One of the things that makes Gene’s lyrics so deeply compelling was his ability to convey abstract concepts in very few words. In the above he affirms the inherent power of music over language, even as he explicates the vagaries of songwriting methodology: Music fires his imagination, compels him to write lyrics, but he concedes that his words could never embody the power he absorbs from the music.
It is this tension between aspiration and failure which results in the compulsion to capture, interpret and disseminate this power into language (lyrics). This cyclical phenomenon constitutes an artist’s creative surges; they are his self-regenerating lifeblood.
While it’s doubtful that Gene read Robert Browning, he had an intuitive knowledge that any artist’s reach must exceed his grasp.
With this in mind, it is perhaps not surprising that Gene, notwithstanding his earlier admission of impotence, goes ahead anyway and attempts to capture in words exactly how he internalizes music as a series of startling visions:
Notes that roll on winds with swirling wings,
Brings me words that are not the strength of strings.
Fiery rain and rubies,
Now I see that my world has only begun.
“Notes that roll on winds with swirling wings” is one of the most exquisite lines Gene Clark ever wrote, and yet, in spite of this, he concluded that these words do not adequately reflect the power of music burning within him. Next come a series of seemingly conflicting images: a rain of fire; a sun that cools. Is this just hippy-dippy mystic babble, or is there maybe something more going on here?

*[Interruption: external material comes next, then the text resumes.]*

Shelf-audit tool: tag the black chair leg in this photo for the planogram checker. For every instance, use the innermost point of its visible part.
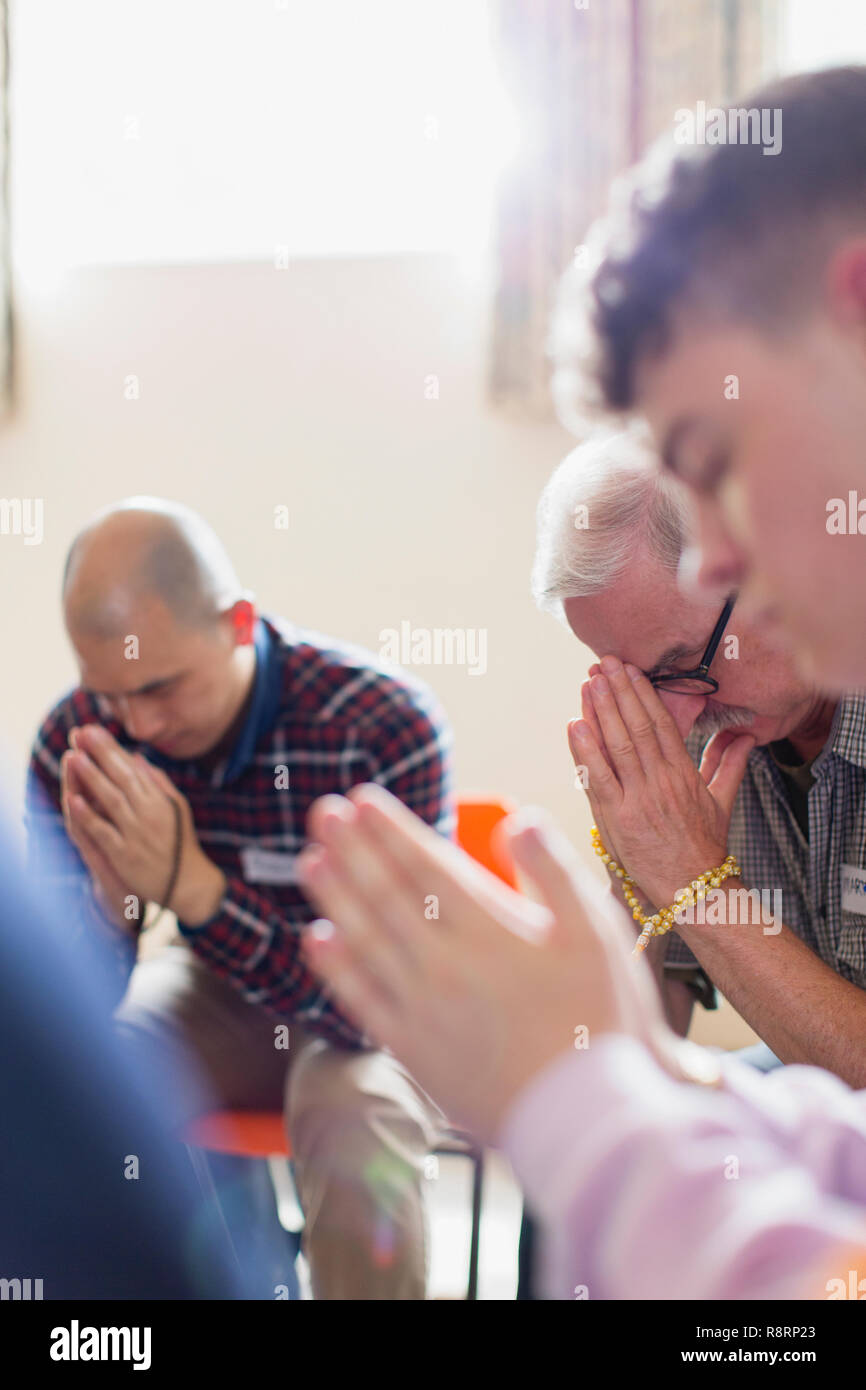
(526, 1254)
(471, 1289)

With these words, Gene has constructed images in which naturally occurring opposites are harmoniously reconciled in the act of musical creation. He has created a sphere of musical perfection within his mind.
Some might find the “cosmic range” line a tad irksome, but this is just another way of saying “out on the end of time”, as he did some nine years prior with ‘She Don’t Care About Time’. In this instance, it is an expression of the boundlessness of a songwriter’s imagination in communion with the unseen (yet seen) musical-spiritual divinity.
‘Strength of Strings’ is a hymn to this divinity.